Emeute à Berriane en Algérie. C’est connu : l’Algérie bascule très vite vers les tentes, à la moindre secousse. Un séisme, beaucoup de pluie, un glissement de terrain, l’été, ou la suite d’un quota de logements insuffisant, il suffit de peu pour que les Algériens perdent les usages de l’urbanité et reviennent en courant vers cet espace du précaire et des résidences prêt-à-porter qui relativisent leur identité, leur croyance, leur progrès et leur condition humaine piégée entre le pacage et le forage des puits de pétrole. Du point de vue de l’anthropologie, il s’agit presque du spectacle d’un peuple qui veut annuler le temps pour mieux l’enjamber, à chaque fois, à chaque crise. C’est dire que la civilisation d’un pays peut se mesurer à la distance qui sépare les tentes, des constructions en dur. Selon les journalistes présents à Berriane, cette commune située, désormais, dans l’un des quartiers de Bagdad, la petite ville est, aujourd’hui, séparée par une route nationale qui y passe sans s’arrêter, avec d’un côté, comme de l’autre, des tentes abritant des réfugiés. Peut-on être un réfugié dans son propre pays et le faire couler sous ses pieds ? Oui, les Palestiniens le savent bien, autant que les Irakiens ou les Libanais. (Connectez-vous sur le forum algerie-dz.com pour commenter l’article : http://www.algerie-dz.com/forums)
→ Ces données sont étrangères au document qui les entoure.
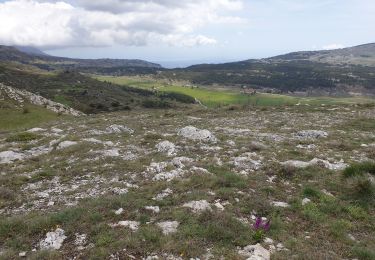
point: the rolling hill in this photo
(359, 55)
(34, 57)
(338, 72)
A un enfant de dix ans aujourd’hui, assis au coin droit de la caricature, les mains croisées derrière le dos, l’Algérie est un pays où des hommes encagoulés peuvent fracasser la porte de la maison, vous prendre votre enfance pour lui donner des coups de pieds, y laisser à l’endroit des tremblements et des cris, et vous repousser vers la tente où il fait froid, la nuit et tellement mauvais, le jour. Comme il ne suffisait pas à ce pays d’être bouteflikiste, islamiste, FLNiste, kabyliste, il fallait donc y ajouter de nouveaux produits toxiques comme ibadites, malékites, berbéristes, Mozabites... etc. De tous les cauchemars climatisés que le chroniqueur a pour habitude d’imaginer pour peupler les enfers oisifs de ses incroyances, jamais il n’aurait imaginé que ce pays puisse arriver à cette limite absurde et imbécile : un Etat qui ne sait pas quoi faire, traînant la patte parmi la foule d’un peuple qui fait n’importe quoi. Il est possible pour une peuplade de redevenir sauvage, mais souvent c’est sur les terres d’autrui. Que se passe-t-il donc, aujourd’hui, dans cet endroit de l’Algérie ? Personne ne sait. L’essentiel est pourtant évident : l’Algérie n’a pas vaincu les intégrismes parce qu’elle a vaincu le FIS. Sans écoles, sans livres, sans destin et sans utilité, le pays retrouve, peu à peu, ce qui a fait démissionner l’Emir Abdelkader face à sa belle histoire : l’usage des tribus, des tentes comme refuges, de la violence contre soi.